Peccato che dall’inizio l’estrema destra stessa si fosse riservata pubblicamente di staccare la spina all’occorrenza; cosa che poi ha fatto, sull’espediente del mancato adeguamento all’inflazione delle pensioni, dopo mesi di concessioni da parte del governo. Chi quelle cene tra macroniani e lepeniani le frequenta, come Édouard Philippe, sin dalle ore della nomina di Barnier si sta preparando allo scenario di presidenziali anticipate in primavera. «Fantapolitica», così Macron ha per l’ennesima volta liquidato l’ipotesi di dimissioni alla vigilia della sfiducia. Ma esattamente su questa ipotesi è tornata questo mercoledì Marine Le Pen, in veste di capogruppo dell’RN all’Assemblea nazionale: «Davvero Macron pensa di poter ignorare l’evidenza?».
La sfida per il Fronte
«Le Pen e Mélenchon sono i due estremi. Ma che cosa ci fate ancora con loro?». In aula Gabriel Attal – che è stato premier, che ora è capogruppo di Ensemble, e che allora come oggi fa l’alter ego dell’Eliseo – ha replicato la stessa strategia che il presidente ripete da mesi: ha ammiccato ai socialisti (tra i quali ha cominciato a far politica proprio come Macron) sperando ancora una volta di disancorare dal Fronte uno dei suoi principali componenti (divide et impera). Demonizzare Jean-Luc Mélenchon, il fondatore della France insoumise, è la strategia usata dai macroniani sin dalle legislative 2022: in questo le destre di ogni conio cantano all’unisono.

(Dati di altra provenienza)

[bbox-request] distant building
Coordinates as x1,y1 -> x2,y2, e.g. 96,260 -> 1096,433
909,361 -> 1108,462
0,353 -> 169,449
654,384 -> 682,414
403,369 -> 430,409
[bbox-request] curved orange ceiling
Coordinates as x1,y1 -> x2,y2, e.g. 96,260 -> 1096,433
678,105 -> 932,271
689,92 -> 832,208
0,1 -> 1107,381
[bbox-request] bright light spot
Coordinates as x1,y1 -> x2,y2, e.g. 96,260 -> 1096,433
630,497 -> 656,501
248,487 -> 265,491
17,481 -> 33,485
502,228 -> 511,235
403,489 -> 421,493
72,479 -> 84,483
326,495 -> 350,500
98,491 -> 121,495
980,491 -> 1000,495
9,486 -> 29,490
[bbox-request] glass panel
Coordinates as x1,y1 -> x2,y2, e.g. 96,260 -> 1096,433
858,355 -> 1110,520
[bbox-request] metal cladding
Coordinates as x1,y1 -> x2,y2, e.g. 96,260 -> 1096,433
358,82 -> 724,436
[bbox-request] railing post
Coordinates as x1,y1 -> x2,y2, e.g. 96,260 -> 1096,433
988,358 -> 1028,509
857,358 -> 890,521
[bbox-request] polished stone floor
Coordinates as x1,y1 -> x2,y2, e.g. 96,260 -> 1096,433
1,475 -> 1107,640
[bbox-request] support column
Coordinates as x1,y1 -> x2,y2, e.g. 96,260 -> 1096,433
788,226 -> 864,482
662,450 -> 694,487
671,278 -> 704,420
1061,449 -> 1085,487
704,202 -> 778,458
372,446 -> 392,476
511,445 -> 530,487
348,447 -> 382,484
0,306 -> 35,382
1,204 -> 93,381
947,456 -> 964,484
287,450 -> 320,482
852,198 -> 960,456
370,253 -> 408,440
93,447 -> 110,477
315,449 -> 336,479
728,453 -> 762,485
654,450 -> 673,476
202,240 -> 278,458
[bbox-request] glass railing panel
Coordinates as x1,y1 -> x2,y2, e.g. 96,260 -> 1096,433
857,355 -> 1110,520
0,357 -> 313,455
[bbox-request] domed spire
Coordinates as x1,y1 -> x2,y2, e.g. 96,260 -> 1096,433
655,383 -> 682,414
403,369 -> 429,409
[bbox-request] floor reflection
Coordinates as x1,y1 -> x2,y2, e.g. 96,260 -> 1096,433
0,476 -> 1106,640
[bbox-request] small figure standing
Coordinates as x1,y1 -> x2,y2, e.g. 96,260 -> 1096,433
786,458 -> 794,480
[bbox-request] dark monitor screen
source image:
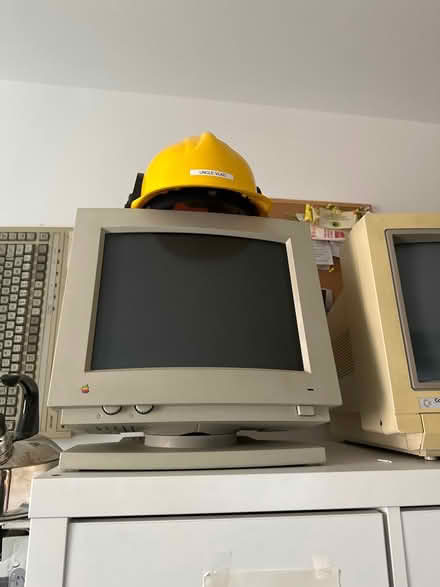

Finora il Fronte è sopravvissuto ai tentativi di distruggerne il potenziale di alternanza, ma la fine del governo Barnier è l’inizio di una sfida per la sinistra: resterà compatta? Le recenti dichiarazioni di Olivier Faure, il segretario socialista, distanziano più che unire: con la France insoumise «c’è disaccordo netto su quel che vogliamo fare». La divergenza sta nel fatto che i melenchoniani puntano a buttar giù Macron, mentre – specialmente nelle ultime ore – dai socialisti arrivano aperture «al dialogo». Boris Vallaud, il capogruppo socialista, invoca la «parlamentarizzazione», cioè trovare un accordo d’aula coi macroniani piuttosto che puntare a buttar giù il presidente. Potrebbe rivelarsi una trappola – c’è il rischio di logorarsi assieme ai macroniani in crisi di consenso – sempre che la non sinistra si accontenti di una fermata al governo mentre Le Pen si dirige all’Eliseo.